Jetzt ist Deine Meinung zu *Steam: 10 kostenlose Spiele-Downloads angekündigt* gefragt. 


				Bitte beachtet: Der Kommentarbereich wird gemäß der Forenregeln moderiert.





			Dieser Inhalt steht nur eingeloggten Mitgliedern zur Verfügung.
        

 Zum Artikel: Steam: 10 kostenlose Spiele-Downloads angekündigt


----------



## Batze (16. Oktober 2014)

Früher nannte man so etwas eine Demo.
Sollten sie mal für alle Neu Erscheinungen so machen, so das man erstmal jeden Titel den man eventuell kaufen möchte in Ruhe anspielen kann.  und nicht die Katze, sprich Beta Version im Sack kauft.

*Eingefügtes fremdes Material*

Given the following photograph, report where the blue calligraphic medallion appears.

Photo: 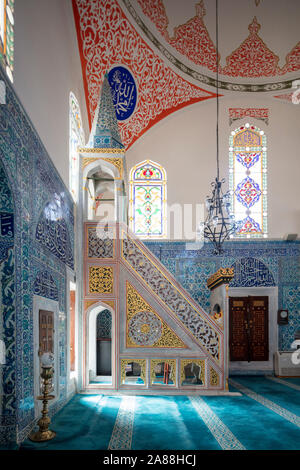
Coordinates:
[108,66,137,121]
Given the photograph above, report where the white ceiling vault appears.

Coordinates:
[73,0,300,148]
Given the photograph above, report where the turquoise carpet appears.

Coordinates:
[21,376,300,450]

Aber das traut sich ja heute keiner mehr.


----------



## TheBobnextDoor (16. Oktober 2014)

Batze schrieb:


> Früher nannte man so etwas eine Demo.
> Sollten sie mal für alle Neu Erscheinungen so machen, so das man erstmal jeden Titel den man eventuell kaufen möchte in Ruhe anspielen kann.  und nicht die Katze, sprich Beta Version im Sack kauft.
> 
> Aber das traut sich ja heute keiner mehr.

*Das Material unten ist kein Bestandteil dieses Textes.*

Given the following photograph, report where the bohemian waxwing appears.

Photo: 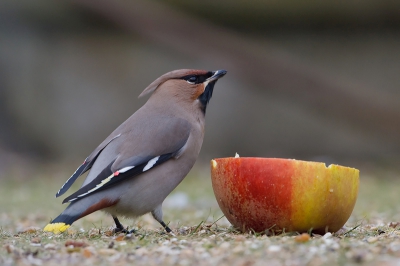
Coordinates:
[44,69,226,233]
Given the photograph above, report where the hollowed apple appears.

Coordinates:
[211,157,359,233]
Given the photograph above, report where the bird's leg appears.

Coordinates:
[160,221,172,233]
[151,205,172,233]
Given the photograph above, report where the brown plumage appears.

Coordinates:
[44,69,226,233]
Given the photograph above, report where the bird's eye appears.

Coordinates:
[186,76,197,84]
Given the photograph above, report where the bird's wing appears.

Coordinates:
[63,117,191,203]
[56,134,121,198]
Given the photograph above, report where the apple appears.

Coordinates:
[211,157,359,234]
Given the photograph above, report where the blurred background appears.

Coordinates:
[0,0,400,175]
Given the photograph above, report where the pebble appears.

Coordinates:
[268,245,282,252]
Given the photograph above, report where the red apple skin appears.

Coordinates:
[211,158,359,233]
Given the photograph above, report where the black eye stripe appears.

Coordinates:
[181,72,213,84]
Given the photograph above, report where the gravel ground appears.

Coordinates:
[0,163,400,265]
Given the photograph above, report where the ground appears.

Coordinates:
[0,161,400,265]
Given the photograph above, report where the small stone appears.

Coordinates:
[82,247,96,258]
[268,245,281,252]
[367,236,378,243]
[44,243,56,250]
[64,240,88,248]
[99,248,117,256]
[31,237,42,244]
[115,234,125,241]
[294,233,311,243]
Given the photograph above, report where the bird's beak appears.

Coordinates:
[203,69,226,89]
[206,69,226,83]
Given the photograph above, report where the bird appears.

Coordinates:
[43,69,227,234]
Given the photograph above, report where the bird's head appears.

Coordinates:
[139,69,226,113]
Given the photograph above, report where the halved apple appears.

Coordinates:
[211,157,359,233]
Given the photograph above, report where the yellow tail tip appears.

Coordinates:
[43,223,71,234]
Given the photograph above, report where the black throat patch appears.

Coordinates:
[198,80,217,115]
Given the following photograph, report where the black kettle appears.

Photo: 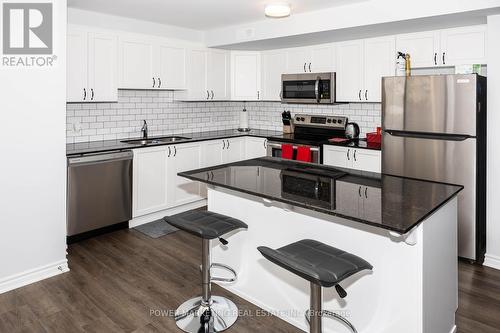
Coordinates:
[345,123,359,139]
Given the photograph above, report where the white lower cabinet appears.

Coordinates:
[245,136,267,160]
[323,145,382,173]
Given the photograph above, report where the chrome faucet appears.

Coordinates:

Es ist ja keine Demo, sondern das vollwertige Spiel, wenn jemand Zeit und Lust hat, kann man den ein oder anderen Titel von der Liste an einem Wochenende durchspielen.
Bei einer Demo fallen doch die Spielmöglichkeiten nicht so umfangreich aus


----------



## golani79 (16. Oktober 2014)

Batze schrieb:


> Früher nannte man so etwas eine Demo.



So, so .. bei Demoversionen konnte man dann also wohl auch das ganze Spiel durchzocken, wenn man wollte oder?


----------



## Enisra (16. Oktober 2014)

TheBobnextDoor schrieb:


> Es ist ja keine Demo, sondern das vollwertige Spiel, wenn jemand Zeit und Lust hat, kann man den ein oder anderen Titel von der Liste an einem Wochenende durchspielen.
> Bei einer Demo fallen doch die Spielmöglichkeiten nicht so umfangreich aus



ach, der ist doch eh immer am herziehen über Steam, war doch klar das so was kommt


----------



## Batze (16. Oktober 2014)

Enisra schrieb:


> ach, der ist doch eh immer am herziehen über Steam, war doch klar das so was kommt



Das hat doch nun gar nichts mit herziehen zu tun.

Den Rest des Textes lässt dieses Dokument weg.